The ministry can’t do everything, of course.
“We don’t do rent or utility payments,” Sister Corita said. “Our funds would be depleted immediately if we were to do so.”
Instead, the ministry makes referrals to other Topeka agencies, including Doorstep, the Salvation Army, Community Action and Let’s Help.
Kathy Werth, a parishioner of Topeka’s Christ the King Church, is a regular sandwich ministry volunteer. She brings her eight children (ages 8 months to 14 years) and sometimes a niece and nephew along to help in assembling the sandwiches.
“We home school, and we’d been looking for a daily, hands-on service project,” Werth said. “We come to daily Mass here often and we had noticed more and more people ringing the bell.”

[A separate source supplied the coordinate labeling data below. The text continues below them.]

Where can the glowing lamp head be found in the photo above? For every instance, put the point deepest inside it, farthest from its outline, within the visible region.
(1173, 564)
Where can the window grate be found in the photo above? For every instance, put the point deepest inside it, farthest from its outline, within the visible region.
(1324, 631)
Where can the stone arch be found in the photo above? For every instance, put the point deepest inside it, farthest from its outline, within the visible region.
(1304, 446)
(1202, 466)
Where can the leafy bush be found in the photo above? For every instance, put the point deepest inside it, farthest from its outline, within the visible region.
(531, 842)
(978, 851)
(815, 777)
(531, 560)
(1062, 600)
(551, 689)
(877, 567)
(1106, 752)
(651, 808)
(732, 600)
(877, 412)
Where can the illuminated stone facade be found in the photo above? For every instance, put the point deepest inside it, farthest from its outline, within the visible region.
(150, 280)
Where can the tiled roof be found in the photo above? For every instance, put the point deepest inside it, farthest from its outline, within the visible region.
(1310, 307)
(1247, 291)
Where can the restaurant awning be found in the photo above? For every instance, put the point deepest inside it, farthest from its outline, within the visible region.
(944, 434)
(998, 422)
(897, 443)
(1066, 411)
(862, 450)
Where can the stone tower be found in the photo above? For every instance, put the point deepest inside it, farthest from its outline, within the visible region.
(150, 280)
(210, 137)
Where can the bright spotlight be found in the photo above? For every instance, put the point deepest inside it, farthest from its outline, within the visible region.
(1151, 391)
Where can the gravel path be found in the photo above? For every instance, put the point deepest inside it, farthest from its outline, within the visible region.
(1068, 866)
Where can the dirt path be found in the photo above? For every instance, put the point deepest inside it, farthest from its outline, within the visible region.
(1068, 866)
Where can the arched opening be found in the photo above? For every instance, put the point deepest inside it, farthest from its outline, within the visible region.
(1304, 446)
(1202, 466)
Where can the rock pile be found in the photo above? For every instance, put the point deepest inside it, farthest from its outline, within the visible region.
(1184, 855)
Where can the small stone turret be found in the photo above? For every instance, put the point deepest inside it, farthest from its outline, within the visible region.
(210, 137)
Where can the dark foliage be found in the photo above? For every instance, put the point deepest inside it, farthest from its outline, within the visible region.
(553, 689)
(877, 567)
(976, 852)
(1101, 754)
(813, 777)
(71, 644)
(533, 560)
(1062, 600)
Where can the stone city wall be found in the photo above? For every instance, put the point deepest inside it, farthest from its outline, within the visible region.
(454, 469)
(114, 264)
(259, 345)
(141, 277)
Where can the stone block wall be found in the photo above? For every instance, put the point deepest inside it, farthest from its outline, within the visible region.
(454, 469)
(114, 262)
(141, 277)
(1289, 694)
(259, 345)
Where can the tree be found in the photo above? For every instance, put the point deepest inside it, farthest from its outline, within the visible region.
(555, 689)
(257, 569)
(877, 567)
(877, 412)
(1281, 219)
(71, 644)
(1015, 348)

The family began volunteering during Lent earlier this year and continues to come back.
“If the kids argue about anything here, it’s who gets to answer the doorbell,” Werth said. “They really like to talk to the people. The parish ladies have been great; they’ll let them hand out a bus pass or take a little responsibility.”
“I think my kids are realizing how tough things are right now,” Werth continued, “when people are willing to walk a significant distance for a sandwich that maybe [the kids] wouldn’t eat if I gave it to them at home.”
Sister Corita pointed out that she taught Werth’s husband in grade school, to which a bystander commented, “You probably taught half of Topeka, Sister.”
Prior to her involvement with the sandwich ministry, Sister Corita was principal of Assumption School for nearly 30 years. The connections she formed during that time continue to serve her well in her current work, but it is the efforts of volunteers like the Werths, she said, that keep things running smoothly.
“Mary Kirk and her daughter, Janie Hendrickson, Arlene Beuerline-Stringer, Nan Cookus and Joe Fritton, and three of my fellow Sisters of Charity — Marie, Marjorie and Angela Rose — are core volunteers who really make a difference,” said Sister Corita.
“Of course, Jean is the head honcho. She keeps such wonderful, accurate records. We couldn’t do this without her.”
As if on cue, the bell rings, the window opens, and Jean Smith’s voice can be heard echoing from down the hall.
“Here you go,” she says, as she passes the first sack lunch out the window.
Followed quickly by, “Have a good one!”